Movieworld emergency rooms would be cool. Have you ever noticed that in the movies, before treating that gunshot wound, there’s never that person asking if the victim is insured, or having the victim sign twenty forms to protect the hospital from malpractice? Hospital rooms are always private, and there never is malpractice. I’ve never seen a movie where the operation for the gunshot victim was messed up and now he’s a woman with a bullet wound. In fact, as bad as it seems, the surgeons always manage to save the hero, but, never before there’s a protracted time where they’re just not sure. And speaking of, have you noticed that a man and still single attractive woman meet, have sex and fall in love forever and ever in an afternoon while being chased by a homicidal maniac that eventually shoots him before his sex change operation? Stuff like that never happens to me.
Movieworld cars must have amazing mileage. It’s rare that you ever see a Movieworld vehicle stop for gas. They can have these amazing car chases, pedal to the metal, in terrible terrain but they never seem to run out of gas. Unless it’s comical to do so. When it’s funny, they run out of gas, but if you’re serious, your gas will last forever.

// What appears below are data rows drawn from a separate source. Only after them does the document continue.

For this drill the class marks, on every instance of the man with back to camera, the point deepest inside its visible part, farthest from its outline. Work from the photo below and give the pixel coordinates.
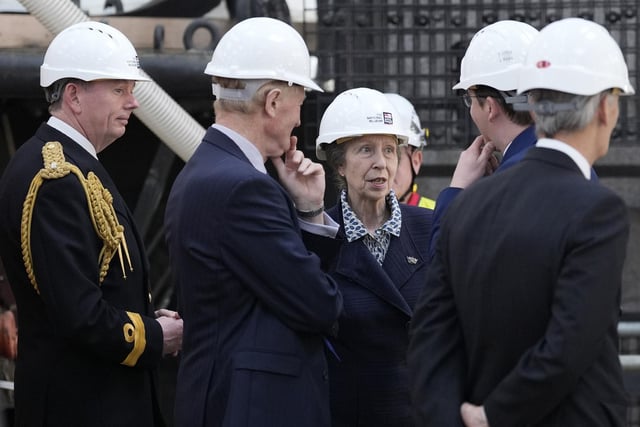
(255, 301)
(90, 341)
(489, 78)
(518, 321)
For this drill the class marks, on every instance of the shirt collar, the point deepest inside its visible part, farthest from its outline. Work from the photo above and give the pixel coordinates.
(76, 136)
(355, 229)
(246, 146)
(574, 154)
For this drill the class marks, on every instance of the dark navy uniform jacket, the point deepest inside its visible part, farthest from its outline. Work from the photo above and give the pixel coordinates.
(87, 351)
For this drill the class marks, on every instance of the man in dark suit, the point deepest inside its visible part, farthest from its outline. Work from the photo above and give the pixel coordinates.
(89, 340)
(256, 305)
(517, 325)
(489, 79)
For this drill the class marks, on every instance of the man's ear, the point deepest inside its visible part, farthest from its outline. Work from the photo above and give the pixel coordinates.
(605, 111)
(71, 96)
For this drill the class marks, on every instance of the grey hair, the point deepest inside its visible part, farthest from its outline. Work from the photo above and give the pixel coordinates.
(572, 119)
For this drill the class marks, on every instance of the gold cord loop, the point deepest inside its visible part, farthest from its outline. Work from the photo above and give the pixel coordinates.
(100, 203)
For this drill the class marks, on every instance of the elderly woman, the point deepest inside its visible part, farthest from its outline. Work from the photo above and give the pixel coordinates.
(378, 259)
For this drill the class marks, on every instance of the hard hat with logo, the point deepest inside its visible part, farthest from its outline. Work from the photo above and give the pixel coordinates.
(263, 49)
(576, 56)
(409, 119)
(495, 55)
(357, 112)
(90, 51)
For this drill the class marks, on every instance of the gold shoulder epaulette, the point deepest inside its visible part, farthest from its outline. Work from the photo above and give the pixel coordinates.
(99, 201)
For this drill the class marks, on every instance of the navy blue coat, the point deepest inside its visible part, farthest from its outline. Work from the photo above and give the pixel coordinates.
(72, 342)
(369, 384)
(518, 148)
(255, 303)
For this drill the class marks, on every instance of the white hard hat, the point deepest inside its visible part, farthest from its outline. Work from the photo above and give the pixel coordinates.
(262, 48)
(495, 55)
(576, 56)
(357, 112)
(90, 51)
(408, 119)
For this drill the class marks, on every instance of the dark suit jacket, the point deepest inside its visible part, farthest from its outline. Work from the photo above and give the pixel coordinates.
(254, 301)
(518, 148)
(521, 307)
(369, 384)
(71, 337)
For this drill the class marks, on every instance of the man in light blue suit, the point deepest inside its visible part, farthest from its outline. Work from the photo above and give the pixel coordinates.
(256, 305)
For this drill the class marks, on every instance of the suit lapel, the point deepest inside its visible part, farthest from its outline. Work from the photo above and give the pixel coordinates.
(402, 259)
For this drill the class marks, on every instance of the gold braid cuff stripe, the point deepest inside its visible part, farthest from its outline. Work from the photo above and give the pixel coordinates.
(99, 200)
(134, 332)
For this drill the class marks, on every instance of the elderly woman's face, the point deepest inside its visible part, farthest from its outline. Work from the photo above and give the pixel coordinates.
(370, 165)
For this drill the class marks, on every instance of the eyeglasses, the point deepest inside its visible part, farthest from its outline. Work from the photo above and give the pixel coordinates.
(466, 97)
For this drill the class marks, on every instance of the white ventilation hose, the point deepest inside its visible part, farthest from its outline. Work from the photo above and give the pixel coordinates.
(158, 111)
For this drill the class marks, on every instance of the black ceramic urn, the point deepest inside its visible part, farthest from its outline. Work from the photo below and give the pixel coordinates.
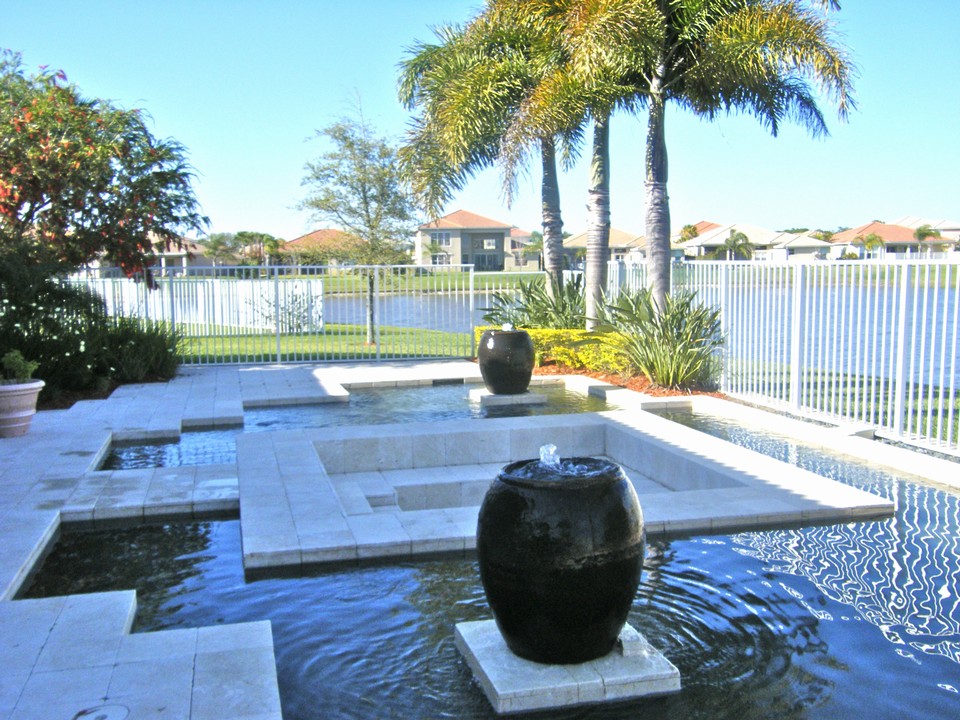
(506, 361)
(560, 550)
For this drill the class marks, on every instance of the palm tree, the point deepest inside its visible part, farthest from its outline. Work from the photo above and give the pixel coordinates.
(566, 100)
(466, 91)
(762, 57)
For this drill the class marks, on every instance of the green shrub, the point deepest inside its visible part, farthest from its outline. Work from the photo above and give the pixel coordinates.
(674, 348)
(79, 347)
(62, 326)
(138, 351)
(534, 307)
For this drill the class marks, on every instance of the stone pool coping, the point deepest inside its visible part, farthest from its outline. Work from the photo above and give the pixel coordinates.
(301, 501)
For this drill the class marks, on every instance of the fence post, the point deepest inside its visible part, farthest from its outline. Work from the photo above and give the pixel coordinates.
(376, 310)
(173, 303)
(900, 370)
(473, 302)
(796, 335)
(725, 312)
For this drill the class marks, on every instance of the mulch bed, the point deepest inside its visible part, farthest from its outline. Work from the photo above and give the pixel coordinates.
(638, 383)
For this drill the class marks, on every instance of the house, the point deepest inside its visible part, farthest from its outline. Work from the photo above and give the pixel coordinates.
(522, 256)
(948, 229)
(709, 242)
(794, 246)
(464, 238)
(895, 239)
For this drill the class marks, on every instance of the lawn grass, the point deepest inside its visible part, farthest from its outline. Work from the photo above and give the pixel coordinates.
(336, 342)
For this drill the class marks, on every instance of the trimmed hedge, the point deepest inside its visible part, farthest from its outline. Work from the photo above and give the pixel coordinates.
(578, 349)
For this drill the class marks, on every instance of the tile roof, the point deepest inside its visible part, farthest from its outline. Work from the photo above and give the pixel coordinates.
(898, 234)
(462, 219)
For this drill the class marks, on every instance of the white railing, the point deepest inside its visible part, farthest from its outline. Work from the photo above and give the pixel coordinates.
(290, 314)
(858, 341)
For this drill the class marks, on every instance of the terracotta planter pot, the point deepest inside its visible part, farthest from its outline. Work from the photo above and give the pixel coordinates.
(506, 359)
(560, 557)
(18, 405)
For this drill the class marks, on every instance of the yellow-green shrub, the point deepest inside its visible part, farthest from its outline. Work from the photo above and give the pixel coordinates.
(578, 349)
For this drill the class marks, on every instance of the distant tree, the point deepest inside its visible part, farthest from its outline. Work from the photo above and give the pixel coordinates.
(357, 185)
(870, 242)
(262, 248)
(221, 247)
(81, 179)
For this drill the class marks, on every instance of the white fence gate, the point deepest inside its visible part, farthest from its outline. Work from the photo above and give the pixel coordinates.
(861, 341)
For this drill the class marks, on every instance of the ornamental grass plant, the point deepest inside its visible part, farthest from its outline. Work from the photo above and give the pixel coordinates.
(674, 348)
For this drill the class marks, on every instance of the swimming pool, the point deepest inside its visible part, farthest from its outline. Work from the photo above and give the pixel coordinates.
(804, 623)
(367, 406)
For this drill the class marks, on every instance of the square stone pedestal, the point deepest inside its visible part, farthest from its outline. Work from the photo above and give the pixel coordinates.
(488, 399)
(633, 669)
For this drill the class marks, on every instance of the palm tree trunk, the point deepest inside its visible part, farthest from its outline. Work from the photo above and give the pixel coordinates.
(552, 222)
(657, 202)
(598, 221)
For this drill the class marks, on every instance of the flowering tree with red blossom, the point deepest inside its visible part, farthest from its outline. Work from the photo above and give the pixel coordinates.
(81, 179)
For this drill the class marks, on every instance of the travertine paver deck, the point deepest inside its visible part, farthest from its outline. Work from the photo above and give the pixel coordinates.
(310, 496)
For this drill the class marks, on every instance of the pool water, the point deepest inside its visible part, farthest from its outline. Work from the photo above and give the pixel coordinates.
(367, 406)
(841, 621)
(751, 642)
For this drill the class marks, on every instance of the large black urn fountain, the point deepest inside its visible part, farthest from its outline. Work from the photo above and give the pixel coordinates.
(506, 359)
(560, 546)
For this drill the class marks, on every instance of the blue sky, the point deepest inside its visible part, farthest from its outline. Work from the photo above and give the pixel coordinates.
(245, 85)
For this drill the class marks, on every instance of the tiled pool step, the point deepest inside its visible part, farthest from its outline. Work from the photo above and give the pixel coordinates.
(399, 491)
(292, 514)
(66, 657)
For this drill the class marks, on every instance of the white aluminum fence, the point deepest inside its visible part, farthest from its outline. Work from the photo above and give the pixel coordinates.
(856, 341)
(291, 314)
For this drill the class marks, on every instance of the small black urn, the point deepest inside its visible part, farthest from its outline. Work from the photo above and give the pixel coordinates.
(560, 548)
(506, 360)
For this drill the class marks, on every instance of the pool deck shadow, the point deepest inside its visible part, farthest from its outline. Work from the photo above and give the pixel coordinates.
(344, 494)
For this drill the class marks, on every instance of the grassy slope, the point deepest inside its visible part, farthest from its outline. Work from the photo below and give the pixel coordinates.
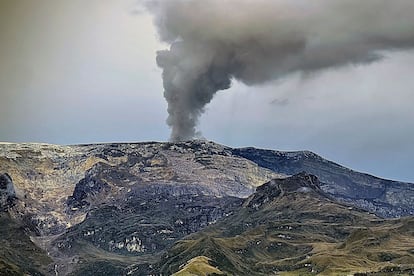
(301, 234)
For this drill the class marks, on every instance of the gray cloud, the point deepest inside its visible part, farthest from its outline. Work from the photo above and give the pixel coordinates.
(215, 41)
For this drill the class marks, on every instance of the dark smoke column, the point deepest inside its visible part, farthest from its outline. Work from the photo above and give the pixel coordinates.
(255, 41)
(191, 77)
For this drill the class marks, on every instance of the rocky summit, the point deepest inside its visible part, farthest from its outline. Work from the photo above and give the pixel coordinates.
(196, 208)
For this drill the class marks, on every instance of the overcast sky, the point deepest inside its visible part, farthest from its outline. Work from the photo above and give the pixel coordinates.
(84, 71)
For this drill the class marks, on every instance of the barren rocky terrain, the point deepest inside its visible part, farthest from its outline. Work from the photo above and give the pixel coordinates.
(163, 208)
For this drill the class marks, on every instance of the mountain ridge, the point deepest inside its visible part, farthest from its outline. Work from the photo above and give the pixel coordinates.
(118, 208)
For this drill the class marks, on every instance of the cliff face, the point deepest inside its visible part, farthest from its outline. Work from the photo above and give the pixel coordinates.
(117, 208)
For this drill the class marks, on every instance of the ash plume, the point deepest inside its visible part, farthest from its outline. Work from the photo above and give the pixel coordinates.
(255, 41)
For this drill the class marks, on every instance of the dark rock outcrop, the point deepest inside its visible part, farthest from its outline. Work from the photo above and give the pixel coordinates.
(7, 192)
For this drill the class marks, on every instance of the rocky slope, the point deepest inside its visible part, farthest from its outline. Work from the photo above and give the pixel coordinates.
(114, 209)
(291, 226)
(386, 198)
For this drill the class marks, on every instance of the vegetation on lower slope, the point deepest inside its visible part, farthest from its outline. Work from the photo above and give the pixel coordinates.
(288, 226)
(198, 266)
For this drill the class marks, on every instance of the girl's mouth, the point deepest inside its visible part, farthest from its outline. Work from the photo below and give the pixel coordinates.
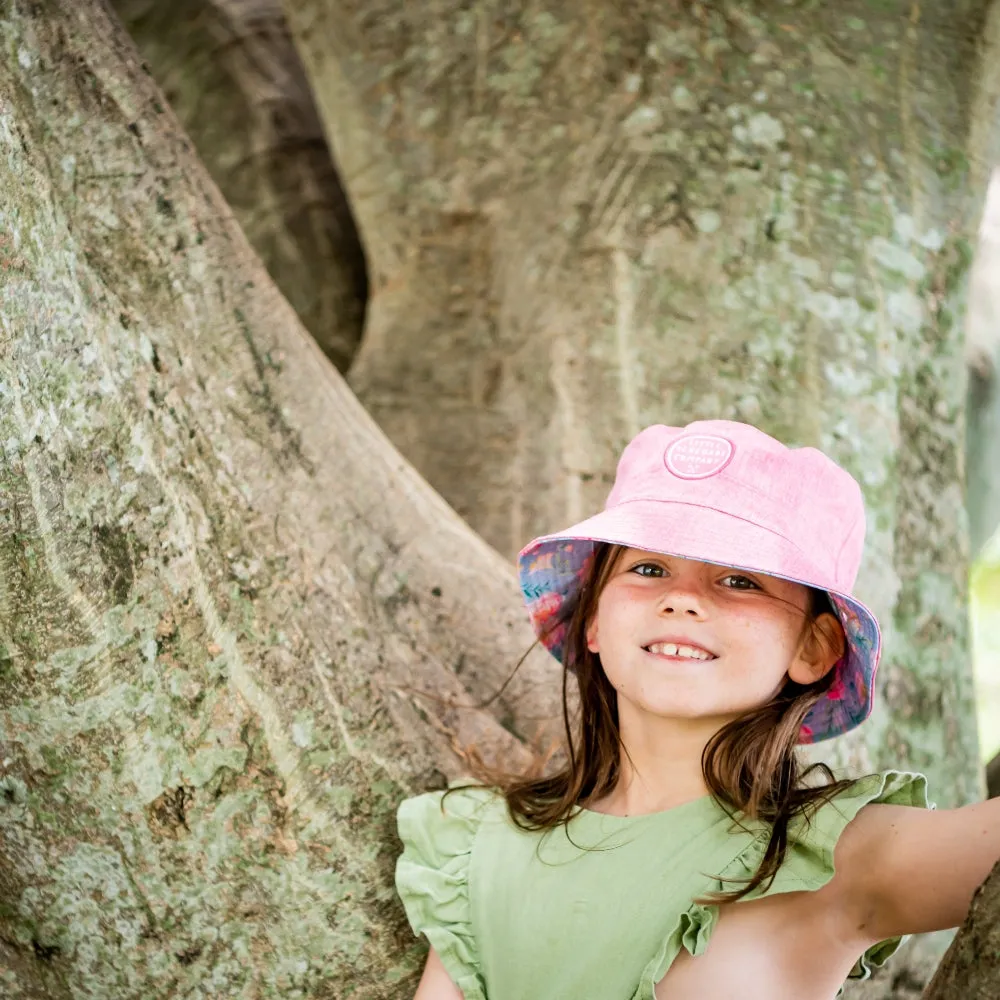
(678, 651)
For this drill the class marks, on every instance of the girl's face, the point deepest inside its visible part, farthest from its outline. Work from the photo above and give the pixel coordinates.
(698, 641)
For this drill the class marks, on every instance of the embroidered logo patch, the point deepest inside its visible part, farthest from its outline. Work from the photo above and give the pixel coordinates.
(698, 456)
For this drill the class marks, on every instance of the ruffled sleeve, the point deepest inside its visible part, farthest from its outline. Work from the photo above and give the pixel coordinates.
(432, 877)
(808, 865)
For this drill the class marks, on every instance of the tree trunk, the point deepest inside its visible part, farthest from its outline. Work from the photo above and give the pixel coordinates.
(234, 624)
(583, 217)
(983, 353)
(971, 968)
(230, 72)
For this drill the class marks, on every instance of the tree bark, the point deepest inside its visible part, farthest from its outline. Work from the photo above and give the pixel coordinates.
(585, 217)
(230, 72)
(235, 626)
(971, 968)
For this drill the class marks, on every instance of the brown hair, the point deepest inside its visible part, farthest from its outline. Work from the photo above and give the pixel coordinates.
(750, 765)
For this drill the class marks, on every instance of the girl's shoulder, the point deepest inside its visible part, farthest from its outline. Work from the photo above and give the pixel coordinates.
(438, 831)
(813, 839)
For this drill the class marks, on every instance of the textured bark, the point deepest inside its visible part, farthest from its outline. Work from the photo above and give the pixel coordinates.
(232, 618)
(971, 968)
(983, 352)
(232, 75)
(983, 326)
(582, 217)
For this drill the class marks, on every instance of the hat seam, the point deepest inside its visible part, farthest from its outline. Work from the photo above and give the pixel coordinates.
(720, 510)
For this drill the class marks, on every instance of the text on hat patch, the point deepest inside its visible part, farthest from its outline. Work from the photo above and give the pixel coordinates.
(698, 456)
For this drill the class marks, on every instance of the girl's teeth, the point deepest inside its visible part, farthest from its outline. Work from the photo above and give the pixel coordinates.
(670, 649)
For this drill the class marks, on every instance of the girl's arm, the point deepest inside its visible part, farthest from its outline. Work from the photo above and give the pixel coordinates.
(435, 983)
(910, 870)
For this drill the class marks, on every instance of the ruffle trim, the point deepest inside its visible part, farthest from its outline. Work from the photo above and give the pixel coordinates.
(808, 866)
(432, 878)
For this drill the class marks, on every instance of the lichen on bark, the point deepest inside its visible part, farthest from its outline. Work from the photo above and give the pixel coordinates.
(221, 669)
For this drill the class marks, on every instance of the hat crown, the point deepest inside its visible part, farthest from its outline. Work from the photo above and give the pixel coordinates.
(798, 494)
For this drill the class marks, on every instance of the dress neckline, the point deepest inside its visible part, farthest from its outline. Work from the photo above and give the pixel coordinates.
(696, 805)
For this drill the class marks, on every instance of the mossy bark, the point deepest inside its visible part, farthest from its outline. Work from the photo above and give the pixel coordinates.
(234, 623)
(233, 77)
(583, 217)
(971, 968)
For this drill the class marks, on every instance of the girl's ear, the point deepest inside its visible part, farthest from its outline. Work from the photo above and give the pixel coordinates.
(822, 645)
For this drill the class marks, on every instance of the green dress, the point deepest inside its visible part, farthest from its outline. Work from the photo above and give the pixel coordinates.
(516, 915)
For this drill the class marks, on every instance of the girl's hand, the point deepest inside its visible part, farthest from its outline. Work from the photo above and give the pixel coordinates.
(907, 870)
(435, 983)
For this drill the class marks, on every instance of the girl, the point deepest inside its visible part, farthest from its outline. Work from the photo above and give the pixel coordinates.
(680, 852)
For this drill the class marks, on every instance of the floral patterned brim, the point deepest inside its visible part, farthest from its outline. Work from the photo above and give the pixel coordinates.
(551, 570)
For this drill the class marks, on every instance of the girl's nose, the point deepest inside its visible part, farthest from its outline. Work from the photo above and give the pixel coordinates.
(681, 600)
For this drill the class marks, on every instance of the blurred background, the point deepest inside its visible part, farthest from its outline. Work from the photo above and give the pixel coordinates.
(983, 332)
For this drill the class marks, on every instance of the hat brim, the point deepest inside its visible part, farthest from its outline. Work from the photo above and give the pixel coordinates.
(551, 569)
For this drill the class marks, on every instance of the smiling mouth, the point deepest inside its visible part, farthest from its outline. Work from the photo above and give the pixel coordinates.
(678, 651)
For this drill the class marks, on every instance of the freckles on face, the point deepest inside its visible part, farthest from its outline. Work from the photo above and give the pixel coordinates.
(683, 638)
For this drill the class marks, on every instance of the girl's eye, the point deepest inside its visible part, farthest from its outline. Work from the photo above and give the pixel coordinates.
(647, 570)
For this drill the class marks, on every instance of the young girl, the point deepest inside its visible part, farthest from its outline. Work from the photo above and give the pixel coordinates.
(707, 618)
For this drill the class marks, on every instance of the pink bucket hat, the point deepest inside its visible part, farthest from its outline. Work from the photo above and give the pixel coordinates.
(725, 492)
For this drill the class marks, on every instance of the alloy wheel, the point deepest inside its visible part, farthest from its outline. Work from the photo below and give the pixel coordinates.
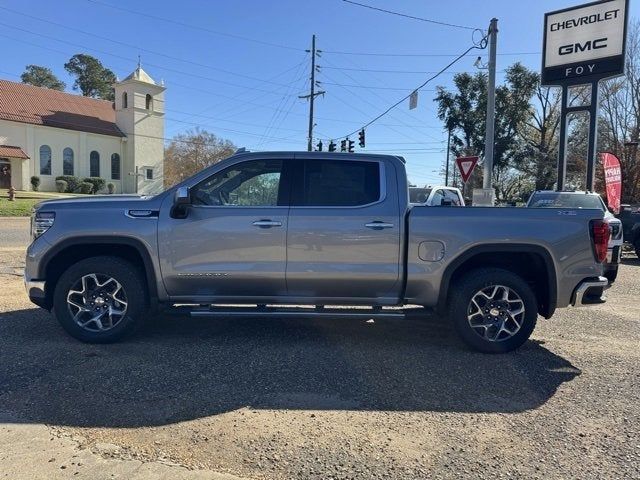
(97, 302)
(496, 313)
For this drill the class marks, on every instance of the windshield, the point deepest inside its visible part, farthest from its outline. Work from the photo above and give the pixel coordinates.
(419, 195)
(566, 200)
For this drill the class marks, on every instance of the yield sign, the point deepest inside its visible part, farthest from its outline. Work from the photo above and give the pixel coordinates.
(466, 166)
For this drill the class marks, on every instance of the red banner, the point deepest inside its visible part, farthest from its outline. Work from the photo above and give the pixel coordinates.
(613, 180)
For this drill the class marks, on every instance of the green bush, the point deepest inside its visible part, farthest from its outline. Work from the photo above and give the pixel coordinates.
(97, 182)
(35, 183)
(73, 183)
(86, 187)
(61, 186)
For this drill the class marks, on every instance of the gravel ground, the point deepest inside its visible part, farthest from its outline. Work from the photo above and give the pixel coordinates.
(303, 399)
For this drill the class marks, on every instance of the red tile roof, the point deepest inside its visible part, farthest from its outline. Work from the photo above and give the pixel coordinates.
(12, 152)
(42, 106)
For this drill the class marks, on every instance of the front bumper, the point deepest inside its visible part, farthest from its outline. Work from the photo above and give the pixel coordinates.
(590, 292)
(36, 291)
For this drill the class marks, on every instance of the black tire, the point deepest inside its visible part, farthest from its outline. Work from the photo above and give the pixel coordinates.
(461, 307)
(132, 290)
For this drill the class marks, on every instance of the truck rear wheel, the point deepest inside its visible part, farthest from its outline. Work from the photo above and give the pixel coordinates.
(100, 299)
(493, 310)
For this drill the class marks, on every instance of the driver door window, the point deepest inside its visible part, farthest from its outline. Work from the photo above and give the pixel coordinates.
(249, 184)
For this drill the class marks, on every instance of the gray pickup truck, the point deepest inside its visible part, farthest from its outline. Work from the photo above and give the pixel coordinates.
(308, 234)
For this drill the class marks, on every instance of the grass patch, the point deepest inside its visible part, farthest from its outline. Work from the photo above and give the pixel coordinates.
(20, 207)
(40, 195)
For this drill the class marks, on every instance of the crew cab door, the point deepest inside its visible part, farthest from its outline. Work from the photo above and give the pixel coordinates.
(343, 240)
(232, 243)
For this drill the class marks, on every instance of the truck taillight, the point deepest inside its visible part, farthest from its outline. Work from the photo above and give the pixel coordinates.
(600, 232)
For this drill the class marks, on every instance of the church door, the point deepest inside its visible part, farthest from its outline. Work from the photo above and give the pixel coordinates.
(5, 174)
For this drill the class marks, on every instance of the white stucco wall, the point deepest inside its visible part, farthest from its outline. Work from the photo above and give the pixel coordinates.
(145, 133)
(31, 137)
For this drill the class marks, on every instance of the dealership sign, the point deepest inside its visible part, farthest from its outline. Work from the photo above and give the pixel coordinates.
(612, 180)
(584, 43)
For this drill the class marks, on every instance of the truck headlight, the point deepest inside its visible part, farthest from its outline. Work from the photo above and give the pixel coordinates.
(41, 222)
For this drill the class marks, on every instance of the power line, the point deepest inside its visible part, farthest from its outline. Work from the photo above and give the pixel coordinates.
(346, 74)
(128, 45)
(131, 134)
(173, 22)
(418, 88)
(373, 87)
(180, 72)
(381, 54)
(394, 71)
(428, 20)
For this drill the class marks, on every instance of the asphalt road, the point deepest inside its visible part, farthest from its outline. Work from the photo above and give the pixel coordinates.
(298, 399)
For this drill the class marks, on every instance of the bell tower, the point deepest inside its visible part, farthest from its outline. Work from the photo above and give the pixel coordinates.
(139, 104)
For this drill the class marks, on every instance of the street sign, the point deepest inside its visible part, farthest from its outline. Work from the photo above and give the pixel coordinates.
(584, 43)
(466, 166)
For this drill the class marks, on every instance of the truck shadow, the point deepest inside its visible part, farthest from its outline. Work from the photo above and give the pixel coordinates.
(181, 368)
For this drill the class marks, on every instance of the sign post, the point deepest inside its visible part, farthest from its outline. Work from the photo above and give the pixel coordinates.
(583, 45)
(466, 166)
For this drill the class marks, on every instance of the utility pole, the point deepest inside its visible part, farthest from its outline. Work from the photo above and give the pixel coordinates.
(446, 172)
(491, 106)
(312, 93)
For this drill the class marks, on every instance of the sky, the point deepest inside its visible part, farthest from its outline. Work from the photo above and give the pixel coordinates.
(236, 68)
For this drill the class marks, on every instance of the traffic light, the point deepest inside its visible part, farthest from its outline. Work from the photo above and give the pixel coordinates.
(351, 143)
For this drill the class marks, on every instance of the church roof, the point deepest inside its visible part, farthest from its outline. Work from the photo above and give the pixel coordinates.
(140, 75)
(12, 152)
(42, 106)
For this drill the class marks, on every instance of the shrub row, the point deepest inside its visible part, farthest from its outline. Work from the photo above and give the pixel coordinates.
(72, 184)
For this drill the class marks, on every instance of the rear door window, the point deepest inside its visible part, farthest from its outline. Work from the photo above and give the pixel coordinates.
(453, 197)
(339, 183)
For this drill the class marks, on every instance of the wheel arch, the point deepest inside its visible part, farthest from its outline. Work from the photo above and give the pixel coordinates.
(536, 267)
(69, 251)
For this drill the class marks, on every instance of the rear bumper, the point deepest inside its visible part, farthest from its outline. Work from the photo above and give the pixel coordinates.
(590, 292)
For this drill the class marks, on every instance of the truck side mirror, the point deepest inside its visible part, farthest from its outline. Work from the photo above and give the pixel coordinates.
(181, 202)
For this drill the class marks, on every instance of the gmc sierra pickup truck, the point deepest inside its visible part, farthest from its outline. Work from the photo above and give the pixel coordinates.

Why don’t I have a theme song? In Movietown, there’s always a theme song. I mean, let’s be fair…often the theme song is horrible, but they have a theme song.
But security in Movietown leaves much to be desired. Seems like doors never have locks, but when they do, they’re rarely used. Except by bad guys, but I don’t know why because detectives never have any problem kicking doors down in Movieworld. I noticed this when I was living in New York City. When I lived there, everybody had steel doors, often with this clever bar that goes from the center of the door to a specifically designed steel reinforced notch in the floor. Good luck kicking that door down. But in Movieworld even in the largest cities, the doors are made of some kind of flimsy wood, like balsa wood. I have a more difficult time breaking pencils than they have kicking down a door on the very first try. Oh, if it makes it more dramatic, sometimes they need to try three times, but only after bracing themselves especially hard for the kick. Then, no problem.